The concept is endearing in itself. Walks to save the sea turtle. Students who ask for nothing from those who join them occasionally. Just sincerity and a promise to spread the word.
What is even more endearing is the hatchery itself. A thatch shelter, with a wooden fence. Sand. A single lamp. Sand. That’s all it is. And that’s all it takes. No incubators, no Special Hatchling Guide Lamps, no tools. This is as close to nature and preserving it as you can get. Everywhere you step as soon as you enter the rickety stick enclosure is a turtle nest. With hundreds of eggs resting, nesting inside. To be dug out on their due date. To be delivered back to their Mother nature.

The designated nests are soon pointed out to you and you begin to dig. Soon, your fingers feel something hard, like a small pebble. A warm pebble. The sand feels like someone’s held it in their hand for a long time and then passed it on to you. A hatchling’s head. You dig your finger a little deeper. Another one. The sand gets warmer still. And another pebble. And another. Scoop out the whole area and you unearth a carnival. Wriggly flippered performers that come to life as soon as you pick them up and place them onto an outstretched palm. Two…Ten….Fifty…One hundred. Sleepy babies that come intensely alive as you watch. Blinking their little eyelids awake, eager to flip flop off your hand.

I named almost every turtle I dug out of the sand nest. Flipper, Nemo, Oscar, Tara, Travis, Wordsworth, Geraldine, Chhotu, Motu, Inky, Pinky, Ponky...over fifty names that I can’t recollect. I stroked the sand off the shells and put them gingerly into baskets. And then sentimentally onto the wet sand, where the tide would pull them into the sea. I watched as each one was swept away. I imagined each one somersaulting in the currents flailing their tiny soft flippers to right themselves. It was almost daybreak and every single one of the hatchlings had already disappeared. Maudlin me.

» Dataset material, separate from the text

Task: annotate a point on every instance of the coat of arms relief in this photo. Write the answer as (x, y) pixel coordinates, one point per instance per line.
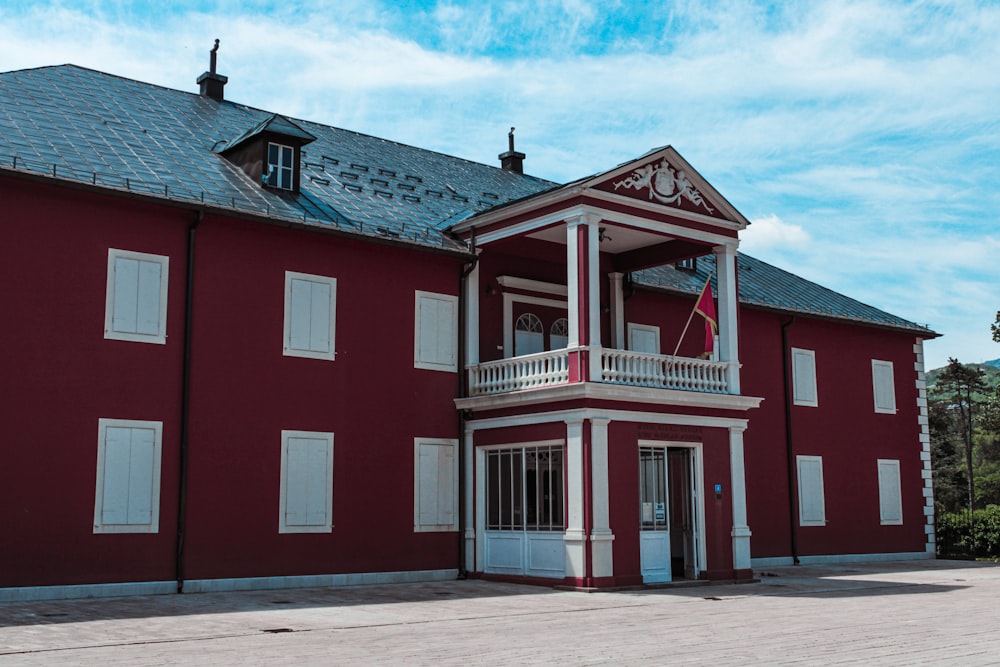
(665, 185)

The kids who took on the role of advisors, supervisors, guides and social workers already told me that out of the two hundred or so turtles we would be releasing into the water, we’d be lucky if fifteen survived.

Too bad flash photographs disturb the hatchlings. Too bad I can’t use this as a PJ assignment.
But. Moments like this....
I think I’ll leave this to my Photographic Memory album.